Monday, August 16, 2010

Wildlife in Novels by Morgan Mandel

Lots of critters seem to be in my neighborhood lately. Friday night, our dog, Rascal, was very interested in an area by one of the bushes. Being dark, I couldn't tell what was our there. I managed to distract her and get her to go to the back of the yard instead. The next morning, I discovered a rabbit in the front yard, so I'm assuming that's what had her attention.


Along with the usual squirrels, on Saturday I also noticed something small with a long thin tail in our driveway. Turned out it was a mouse. It was kind of cute, so I had to go inside and get my camera to take pictures and a video. I didn't want to hurt it and was hoping it would leave before we took the van out. I'm glad it obliged. Here's the link to my video of the mouse -

http://www.youtube.com/watch?v=QIx6rjOKXBw

A falcon also seems to be hanging out in the neighborhood lately, which is unusual for our area. I did see a fox once a few blocks away, but that was last year, so maybe it moved its quarters.
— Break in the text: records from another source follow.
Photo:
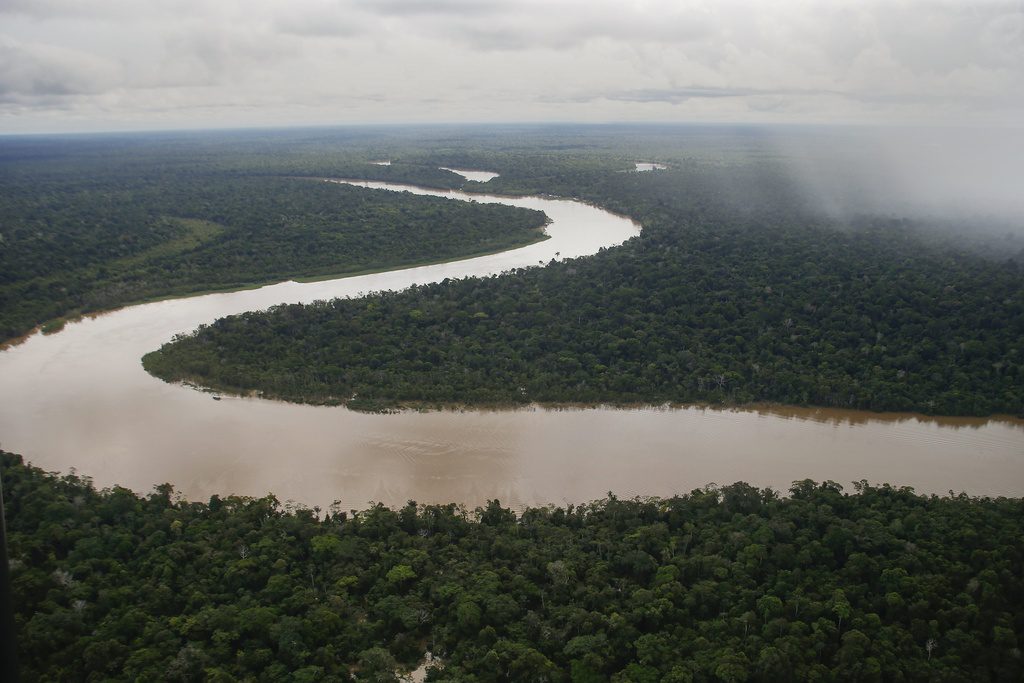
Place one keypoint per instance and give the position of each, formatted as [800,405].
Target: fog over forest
[971,175]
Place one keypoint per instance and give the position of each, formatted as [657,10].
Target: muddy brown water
[81,399]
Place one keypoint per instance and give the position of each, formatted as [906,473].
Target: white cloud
[107,63]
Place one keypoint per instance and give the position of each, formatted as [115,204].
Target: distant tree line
[86,235]
[735,292]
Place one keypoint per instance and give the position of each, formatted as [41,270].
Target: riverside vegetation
[726,584]
[738,290]
[94,224]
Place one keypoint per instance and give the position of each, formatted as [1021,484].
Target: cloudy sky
[114,65]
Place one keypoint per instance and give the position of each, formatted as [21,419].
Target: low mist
[973,177]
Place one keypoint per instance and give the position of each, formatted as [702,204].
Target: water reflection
[80,398]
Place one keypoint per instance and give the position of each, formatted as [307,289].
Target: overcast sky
[114,65]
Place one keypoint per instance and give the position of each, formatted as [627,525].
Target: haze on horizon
[120,65]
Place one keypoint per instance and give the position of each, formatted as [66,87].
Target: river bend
[81,399]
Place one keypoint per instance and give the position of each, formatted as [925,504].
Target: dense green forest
[85,229]
[740,289]
[721,584]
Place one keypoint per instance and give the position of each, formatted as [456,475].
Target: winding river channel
[81,399]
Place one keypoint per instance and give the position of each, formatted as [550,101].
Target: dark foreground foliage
[734,293]
[729,584]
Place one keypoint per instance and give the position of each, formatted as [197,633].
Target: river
[81,399]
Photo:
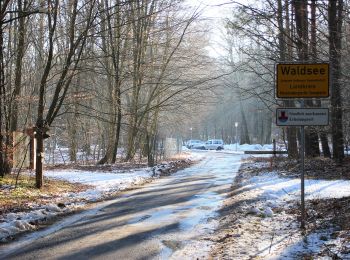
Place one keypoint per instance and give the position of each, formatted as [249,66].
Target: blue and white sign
[302,116]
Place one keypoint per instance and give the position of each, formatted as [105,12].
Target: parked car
[195,144]
[214,144]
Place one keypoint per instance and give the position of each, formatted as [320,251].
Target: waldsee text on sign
[302,80]
[302,116]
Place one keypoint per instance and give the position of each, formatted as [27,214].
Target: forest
[111,77]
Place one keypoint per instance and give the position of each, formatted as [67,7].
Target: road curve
[152,222]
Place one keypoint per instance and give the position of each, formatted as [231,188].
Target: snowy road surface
[162,220]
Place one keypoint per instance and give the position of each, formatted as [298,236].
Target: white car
[214,144]
[195,144]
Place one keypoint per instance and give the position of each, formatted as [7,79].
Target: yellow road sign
[302,80]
On one of my blogs, I asked whether or not any of you've written or read novels in which insects played a part. Today, I'm asking if you've included any forms of wildlife in your novels or read any novels where non-domestic animals played a part. Or, maybe you just want to share sightings of animals in your neighborhood.

6 comments:

P.A.Brown said...

In both of my Geography books -- Geography of Murder and Forest of Corpses feature a lot of animals. One of the lead characters, Jason is an avid birder and this plays in books 1. In book 2 they go into the Los Padres National Forest and meet a lot of local wildlife -- deer, bears, owls, manic squirrels and Condors, which have a protected area there.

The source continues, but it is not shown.